Ultimately City won at a canter, without ever really having to play at their swashbuckling best for Arsenal were distinctly average and inferior all over the pitch for the whole afternoon and could find no rhythm to their play.
They had one chance early on, when somehow Aubameyang failed to score from a few yards out, having had a couple of pokes at goal, but thereafter Claudio Bravo, in the City goal, was largely untroubled. Indeed, it could even be argued that once Arsenal had gone two goals behind just before the hour, they knew that the game was up and they seemed to lack gumption to fight their way back. Their supporters thought the same and, with ten minutes to go, nearly half of them had already left the stadium, such a sorry sight on a showpiece occasion such as this.

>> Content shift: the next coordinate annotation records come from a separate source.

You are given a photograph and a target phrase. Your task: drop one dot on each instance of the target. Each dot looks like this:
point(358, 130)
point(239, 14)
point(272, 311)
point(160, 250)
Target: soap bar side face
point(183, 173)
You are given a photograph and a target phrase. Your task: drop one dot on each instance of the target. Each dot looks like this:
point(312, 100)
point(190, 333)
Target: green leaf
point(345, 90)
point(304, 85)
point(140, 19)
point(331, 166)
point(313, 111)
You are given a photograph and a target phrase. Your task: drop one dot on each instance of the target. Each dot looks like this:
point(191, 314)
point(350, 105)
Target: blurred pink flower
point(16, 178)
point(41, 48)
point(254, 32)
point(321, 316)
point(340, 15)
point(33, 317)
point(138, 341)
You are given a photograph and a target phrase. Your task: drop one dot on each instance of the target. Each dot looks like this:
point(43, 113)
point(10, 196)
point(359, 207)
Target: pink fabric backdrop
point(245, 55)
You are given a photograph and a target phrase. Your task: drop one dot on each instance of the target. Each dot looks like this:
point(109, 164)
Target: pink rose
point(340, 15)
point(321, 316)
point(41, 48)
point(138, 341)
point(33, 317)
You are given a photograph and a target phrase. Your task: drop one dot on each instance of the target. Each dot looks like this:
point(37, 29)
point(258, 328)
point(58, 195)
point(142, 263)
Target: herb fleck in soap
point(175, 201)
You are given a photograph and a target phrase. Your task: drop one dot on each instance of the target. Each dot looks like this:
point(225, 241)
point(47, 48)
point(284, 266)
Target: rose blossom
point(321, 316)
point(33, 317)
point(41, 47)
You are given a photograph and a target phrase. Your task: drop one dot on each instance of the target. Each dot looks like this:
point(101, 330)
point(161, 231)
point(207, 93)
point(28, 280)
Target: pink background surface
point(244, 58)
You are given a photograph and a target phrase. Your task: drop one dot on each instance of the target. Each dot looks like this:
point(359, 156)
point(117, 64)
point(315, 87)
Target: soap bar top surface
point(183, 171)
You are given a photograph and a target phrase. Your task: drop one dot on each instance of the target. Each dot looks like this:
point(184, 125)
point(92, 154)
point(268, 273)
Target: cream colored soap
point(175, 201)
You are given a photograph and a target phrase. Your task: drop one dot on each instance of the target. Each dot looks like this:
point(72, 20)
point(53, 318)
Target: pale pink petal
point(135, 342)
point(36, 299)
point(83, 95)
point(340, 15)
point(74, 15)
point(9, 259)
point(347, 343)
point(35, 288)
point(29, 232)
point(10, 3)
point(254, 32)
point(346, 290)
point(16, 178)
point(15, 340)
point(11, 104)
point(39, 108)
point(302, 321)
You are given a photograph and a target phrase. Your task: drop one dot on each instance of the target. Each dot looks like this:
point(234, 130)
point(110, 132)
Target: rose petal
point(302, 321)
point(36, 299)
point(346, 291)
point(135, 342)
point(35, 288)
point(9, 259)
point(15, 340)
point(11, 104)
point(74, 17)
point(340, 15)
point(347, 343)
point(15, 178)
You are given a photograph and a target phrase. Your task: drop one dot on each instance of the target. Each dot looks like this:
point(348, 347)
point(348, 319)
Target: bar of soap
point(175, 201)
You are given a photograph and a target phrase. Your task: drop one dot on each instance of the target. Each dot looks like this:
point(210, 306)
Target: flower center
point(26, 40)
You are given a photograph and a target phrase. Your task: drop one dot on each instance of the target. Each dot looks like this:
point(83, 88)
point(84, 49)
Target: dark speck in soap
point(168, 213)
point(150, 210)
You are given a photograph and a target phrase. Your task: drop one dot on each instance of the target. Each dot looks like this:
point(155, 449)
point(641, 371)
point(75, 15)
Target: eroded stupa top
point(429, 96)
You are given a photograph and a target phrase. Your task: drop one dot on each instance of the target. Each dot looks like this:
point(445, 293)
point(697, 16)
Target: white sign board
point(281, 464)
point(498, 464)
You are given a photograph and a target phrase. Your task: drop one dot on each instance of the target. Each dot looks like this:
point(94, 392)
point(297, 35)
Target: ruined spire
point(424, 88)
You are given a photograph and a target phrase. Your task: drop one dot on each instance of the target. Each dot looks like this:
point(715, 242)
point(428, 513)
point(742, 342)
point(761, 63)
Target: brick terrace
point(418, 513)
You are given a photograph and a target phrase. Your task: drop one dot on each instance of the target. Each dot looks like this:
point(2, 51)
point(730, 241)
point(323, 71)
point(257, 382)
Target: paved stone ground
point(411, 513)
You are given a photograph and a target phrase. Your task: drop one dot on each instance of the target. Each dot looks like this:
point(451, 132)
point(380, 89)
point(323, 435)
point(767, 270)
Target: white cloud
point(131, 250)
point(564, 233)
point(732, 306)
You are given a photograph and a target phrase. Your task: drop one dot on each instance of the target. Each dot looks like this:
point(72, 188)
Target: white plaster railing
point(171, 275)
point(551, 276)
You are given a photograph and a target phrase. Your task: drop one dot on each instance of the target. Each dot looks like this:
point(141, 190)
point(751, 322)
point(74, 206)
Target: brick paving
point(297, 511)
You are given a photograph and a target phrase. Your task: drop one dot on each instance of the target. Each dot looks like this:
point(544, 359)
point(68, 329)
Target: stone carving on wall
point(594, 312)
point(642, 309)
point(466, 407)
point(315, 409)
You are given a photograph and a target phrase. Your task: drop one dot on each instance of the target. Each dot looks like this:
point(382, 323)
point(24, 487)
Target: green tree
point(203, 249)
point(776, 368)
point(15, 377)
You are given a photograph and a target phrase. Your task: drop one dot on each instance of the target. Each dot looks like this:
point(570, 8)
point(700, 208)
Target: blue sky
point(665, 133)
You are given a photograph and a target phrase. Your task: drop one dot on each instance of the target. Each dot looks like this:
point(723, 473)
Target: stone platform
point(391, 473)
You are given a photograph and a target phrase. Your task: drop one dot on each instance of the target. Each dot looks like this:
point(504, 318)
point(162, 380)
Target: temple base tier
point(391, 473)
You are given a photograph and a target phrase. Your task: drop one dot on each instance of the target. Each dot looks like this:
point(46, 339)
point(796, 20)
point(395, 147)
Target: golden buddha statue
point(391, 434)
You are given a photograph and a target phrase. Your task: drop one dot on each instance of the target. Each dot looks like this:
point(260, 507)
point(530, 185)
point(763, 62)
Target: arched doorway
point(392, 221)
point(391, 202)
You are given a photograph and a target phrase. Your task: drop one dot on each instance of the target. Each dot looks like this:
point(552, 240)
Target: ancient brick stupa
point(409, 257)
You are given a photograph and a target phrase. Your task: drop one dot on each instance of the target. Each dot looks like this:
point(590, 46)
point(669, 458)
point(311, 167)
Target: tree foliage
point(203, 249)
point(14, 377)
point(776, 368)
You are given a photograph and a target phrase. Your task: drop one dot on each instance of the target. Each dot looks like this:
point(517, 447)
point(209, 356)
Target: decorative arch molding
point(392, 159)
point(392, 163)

Their indiscipline and frustration was encapsulated by a petulant gesture of applause in the referee’s direction by Jack Wilshere, which was childish and summed up their afternoon. He was rightly yellow carded and his actions would have done little to impress the England manager, Gareth Southgate as he continues to make plans for the World Cup.
This could be a defining moment for Arsene Wenger. He had his customary moan at the match officials post match but deep down he must know that his side were poor and, worse still, seemed to be short of fight and spirit. They are rooted in sixth place in the Premier League with little chance of advancing higher or being caught by the chasing pack. Other than the Europa League, their season is largely over and the clocks have yet to change, which Wenger will know is not acceptable to a club of the size, pedigree and magnitude of Arsenal.

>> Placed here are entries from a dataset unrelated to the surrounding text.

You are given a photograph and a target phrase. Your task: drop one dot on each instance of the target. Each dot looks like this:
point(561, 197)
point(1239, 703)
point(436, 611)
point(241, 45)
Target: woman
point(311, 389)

Yet this was all about City. They have been the standout side in the country this season and, whilst they came into this match as strong favourites, they would have been wounded by their defeat at Wigan in the FA Cup earlier in the week.
To some degree the pressure was on, for to lose in one domestic cup competition in the week would have been regarded as misfortune, but to lose two would have looked like carelessness. Whilst they appeared quite sluggish at times in the first half and, like Arsenal, lacked any real fluency, they still managed to take the lead after 18 minutes.

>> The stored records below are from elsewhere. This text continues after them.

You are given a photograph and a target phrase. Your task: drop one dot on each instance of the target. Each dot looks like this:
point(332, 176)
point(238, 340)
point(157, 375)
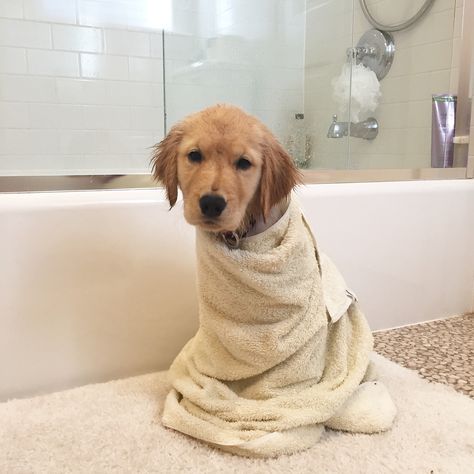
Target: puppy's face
point(228, 165)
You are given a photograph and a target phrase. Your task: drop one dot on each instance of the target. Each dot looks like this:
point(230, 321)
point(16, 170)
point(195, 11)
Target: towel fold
point(282, 345)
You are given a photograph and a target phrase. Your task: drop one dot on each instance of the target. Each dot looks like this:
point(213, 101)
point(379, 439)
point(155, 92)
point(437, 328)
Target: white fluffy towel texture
point(281, 352)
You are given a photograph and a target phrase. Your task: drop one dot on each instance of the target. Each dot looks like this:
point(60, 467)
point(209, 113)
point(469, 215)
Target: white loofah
point(361, 85)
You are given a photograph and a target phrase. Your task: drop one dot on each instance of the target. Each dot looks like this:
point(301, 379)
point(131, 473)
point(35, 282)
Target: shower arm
point(401, 26)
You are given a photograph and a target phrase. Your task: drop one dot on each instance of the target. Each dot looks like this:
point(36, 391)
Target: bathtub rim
point(39, 183)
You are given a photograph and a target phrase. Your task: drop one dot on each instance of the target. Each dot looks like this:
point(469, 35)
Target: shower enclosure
point(88, 86)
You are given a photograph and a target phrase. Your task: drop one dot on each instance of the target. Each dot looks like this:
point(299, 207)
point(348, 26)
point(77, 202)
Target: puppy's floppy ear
point(279, 174)
point(165, 163)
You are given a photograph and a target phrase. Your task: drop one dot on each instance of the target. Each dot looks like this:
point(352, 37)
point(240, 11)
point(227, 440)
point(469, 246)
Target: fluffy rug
point(115, 427)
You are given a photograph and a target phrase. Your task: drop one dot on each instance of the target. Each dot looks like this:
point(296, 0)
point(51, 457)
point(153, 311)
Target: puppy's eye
point(243, 164)
point(195, 156)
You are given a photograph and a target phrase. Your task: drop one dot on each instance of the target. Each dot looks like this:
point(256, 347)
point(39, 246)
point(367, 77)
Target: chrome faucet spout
point(368, 129)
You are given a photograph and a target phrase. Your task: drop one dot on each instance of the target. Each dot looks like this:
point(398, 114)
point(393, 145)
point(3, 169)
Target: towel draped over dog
point(282, 344)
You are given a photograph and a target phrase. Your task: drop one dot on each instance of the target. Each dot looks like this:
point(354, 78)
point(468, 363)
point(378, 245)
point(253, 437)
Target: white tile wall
point(246, 53)
point(52, 63)
point(84, 78)
point(78, 38)
point(11, 9)
point(80, 85)
point(13, 60)
point(27, 34)
point(59, 11)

It was that man again, their leading goalscorer, the phenomenon that is Sergio Aguero, who did the damage. Here he easily brushed aside Shkodran Mustafi, as they both challenged for Bravo’s goal kick and then calmly lifted the ball over the onrushing David Ospina into the Arsenal goal. Rarely do City score goals through such a route one approach, indeed rarely do they even try to, yet Aguero has the ability to score from any position. A man for all seasons, and this is now his seventh season at City, he has performed amazing goalscoring feats over the years yet strangely he often does not quite receive the credit that he deserves. Maybe he is just taken for granted, so clinical is he in front of goal. Here he did what he does best, making a half chance look easy and, in doing so, put his side on their way to victory.
Clearly words were said in the City dressing room at half time, even though they were already ahead, as it was noticeable that they significantly upped the tempo and urgency of their game after the break, snapping into tackles and moving the ball far more quickly. It was no surprise when they extended their lead, albeit the source of the goal was, coming as it did from their talismanic captain.
Yet when their third musketeer, David Silva, slid a low cross shot adroitly into the far corner of the Arsenal net to make it 0-3 following excellent trickery and approach play by Leroy Sane after 65 minutes, it was definitely game over.
Indeed it may be the slogan of the Three Musketeers which Guardiola may unwittingly be following, that being “One for all, and all for one”, for he certainly seems to be instilling such ideals into his charges. On the day of his first trophy in England, it was his three biggest team players that earned the glory, those that have given blood, sweat and tears for the City cause over so many years. It was richly deserved for all three of them and, for Kompany in particular, such a joyous and emotional occasion after what he has been through in recent years.
A blue moon was shining over Wembley on Sunday night.